In The Art of Innovation, IDEO’s founder Tom Kelley writes his lessons in creativity from years of success through innovation. In this three-part series, I will take you through key takeaways from the book. This second part is about how IDEO helps companies to adapt their mindset to become more innovative.

Step 1 – Know the Future

Innovation happens by looking at what isn’t there —Jake Burton

Know the soon to be state of the art. Each industry has places where you make connections and hear about the latest products. No one gets ahead copying products that are already established.

Asking child-like questions of “Why?” and “Why not?” helps to prevent assumptions interfering when evaluating an opportunity. Learn from the people who break the rules, perhaps adapting an existing product to a new use-case. Watch people struggle with existing products in new environments.

Step 2 – Hire Great People

Pro-actively hire the intellectually curious. If you hire the right people, everything else will take care of itself.

People perform when they feel special and sometimes the best inspiration is not doing work. Everyone has a creative side but it requires training like any skill. The person who tails endlessly at his desk is unlikely to be the one hatching a great innovation.

When you are stuck on a tough decision or have a problem that you do not understand, talk to all the smart people who you know.

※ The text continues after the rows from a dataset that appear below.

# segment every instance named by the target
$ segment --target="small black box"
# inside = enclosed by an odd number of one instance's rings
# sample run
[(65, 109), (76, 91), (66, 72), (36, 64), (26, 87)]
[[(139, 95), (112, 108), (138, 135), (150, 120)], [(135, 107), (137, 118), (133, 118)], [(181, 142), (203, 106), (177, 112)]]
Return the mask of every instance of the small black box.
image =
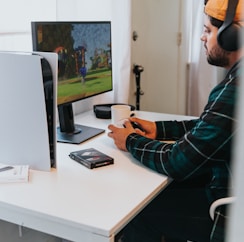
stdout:
[(114, 159), (112, 157), (105, 155), (94, 148), (73, 151), (69, 154), (69, 157), (89, 169), (107, 166), (114, 163)]

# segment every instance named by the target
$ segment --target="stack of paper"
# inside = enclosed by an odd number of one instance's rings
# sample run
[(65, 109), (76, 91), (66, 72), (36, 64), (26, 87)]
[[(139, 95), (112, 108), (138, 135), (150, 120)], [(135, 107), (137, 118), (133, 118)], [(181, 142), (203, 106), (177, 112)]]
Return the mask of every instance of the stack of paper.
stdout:
[(0, 183), (28, 182), (28, 165), (5, 165), (0, 163)]

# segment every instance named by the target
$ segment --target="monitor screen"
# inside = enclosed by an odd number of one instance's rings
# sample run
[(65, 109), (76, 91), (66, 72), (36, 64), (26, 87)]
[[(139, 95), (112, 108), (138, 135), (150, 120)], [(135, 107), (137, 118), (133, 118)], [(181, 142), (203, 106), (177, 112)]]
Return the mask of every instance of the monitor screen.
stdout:
[(72, 103), (113, 89), (111, 22), (32, 22), (31, 25), (33, 50), (58, 55), (57, 140), (80, 143), (80, 139), (82, 142), (101, 130), (87, 131), (86, 126), (75, 125)]

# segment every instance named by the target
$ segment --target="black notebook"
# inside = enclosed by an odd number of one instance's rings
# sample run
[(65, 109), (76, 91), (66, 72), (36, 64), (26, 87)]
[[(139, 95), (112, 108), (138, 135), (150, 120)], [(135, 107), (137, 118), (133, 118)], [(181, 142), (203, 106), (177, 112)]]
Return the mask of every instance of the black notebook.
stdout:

Step 3 – Office Environment

The best offices celebrate teamwork and a high people density makes the office pulse. Make desks movable and group project members together so that space is just for teamwork and not owned by a person or group.

Provide good food and encourage play to have constant off-site energy. There should be no need for a physical off-site because creativity should flow in the office. The workspace should communicate positivity to both employees and visitors.

Step 4 – Dropping Internal Barriers

The biggest barrier to innovation is company mindset. Senior managers must encourage employees to break rules and fail forward so that change is part of the culture.

Success has a tendency to cripple future product development. Sticking with an existing product range is safer but loses in the long run. Instead, build products fast and leapfrog other companies in the market.